Dentomycin is used when gum tissue has detached from the teeth to form obvious pockets. These sites are more likely to get worse than shallower sites.

Your dentist or hygienist can check for pockets using a special probe, which is placed between the gum and tooth.

What does Dentomycin treatment involve?

Dentomycin is usually applied after scaling and root planing. Your dentist or hygienist will apply Dentomycin to all affected sites, every two weeks for a total of three to four visits.

You shouldn’t brush, floss, eat or drink for at least two hours after Dentomycin treatment.

What effect does Dentomycin treatment have?

Clinical studies have shown that Dentomycin treatment reduces the bacteria that cause periodontitis and reduces the depth of treated pockets. These changes indicate an improvement in gum health.

Are there any side effects?

Because it is applied direct to the site, and not swallowed, Dentomycin is a good way to treat gum disease. Fewer side effects have been reported than taking antibiotic tablets. Irritation and gum swelling can occur. If you experience these after Dentomycin treatment inform your dentist or hygienist before your next appointment. In very rare cases, patients have reported diarrhoea or an upset stomach.

Very rarely, some patients develop an allergic reaction to antibiotics.
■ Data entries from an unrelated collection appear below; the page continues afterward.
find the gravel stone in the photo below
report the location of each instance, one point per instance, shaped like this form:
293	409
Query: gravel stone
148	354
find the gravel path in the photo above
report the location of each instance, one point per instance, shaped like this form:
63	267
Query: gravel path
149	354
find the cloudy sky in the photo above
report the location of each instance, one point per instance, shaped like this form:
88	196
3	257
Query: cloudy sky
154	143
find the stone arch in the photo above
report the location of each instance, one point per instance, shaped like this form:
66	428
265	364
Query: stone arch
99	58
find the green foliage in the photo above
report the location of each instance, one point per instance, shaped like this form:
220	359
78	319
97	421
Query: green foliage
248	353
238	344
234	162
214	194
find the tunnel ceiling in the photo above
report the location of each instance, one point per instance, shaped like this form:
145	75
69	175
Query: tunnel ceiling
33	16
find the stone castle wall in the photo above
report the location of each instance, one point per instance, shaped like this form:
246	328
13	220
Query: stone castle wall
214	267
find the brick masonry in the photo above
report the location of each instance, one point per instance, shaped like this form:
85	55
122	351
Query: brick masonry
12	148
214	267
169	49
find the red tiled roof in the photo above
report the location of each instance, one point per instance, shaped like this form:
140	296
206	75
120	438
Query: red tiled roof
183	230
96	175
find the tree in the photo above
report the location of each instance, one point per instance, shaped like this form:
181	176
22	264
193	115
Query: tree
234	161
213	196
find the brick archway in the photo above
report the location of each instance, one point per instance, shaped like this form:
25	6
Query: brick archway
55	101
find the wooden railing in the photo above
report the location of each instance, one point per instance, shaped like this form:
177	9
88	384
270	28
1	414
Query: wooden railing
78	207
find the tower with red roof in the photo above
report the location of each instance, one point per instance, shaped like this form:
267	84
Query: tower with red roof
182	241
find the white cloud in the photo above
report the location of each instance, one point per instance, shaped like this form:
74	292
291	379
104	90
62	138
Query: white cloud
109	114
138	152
If you develop a severe headache, rash or itching, shortness of breath or swelling of the tongue following Dentomycin or other antibiotic treatment, contact your doctor or dentist immediately.

Is Dentomycin suitable for all patients?

Provided the gum disease is sufficiently advanced, there are few patients who would not be suitable for Dentomycin treatment.

Dentomycin should not be used in:

  • Patients who are allergic to tetracycline antibiotics
  • Patients with complete kidney failure
  • Children under 12 years.

In addition, since Dentomycin has not been tested on certain patient groups it is unlikely that your dentist would want to treat:

  • Pregnant or breastfeeding women
  • Patients taking anticoagulants (eg. Warfarin)
  • Children over 12 years.

However, there may be occasions when Dentomycin is considered the most appropriate treatment. You should discuss this fully with your dentist prior to starting
treatment. It is important that you tell your dentist if you are pregnant, trying for a baby, or if you are breastfeeding.

If you have any additional questions about gum disease and it’s treatment you should ask your dentist or hygienist.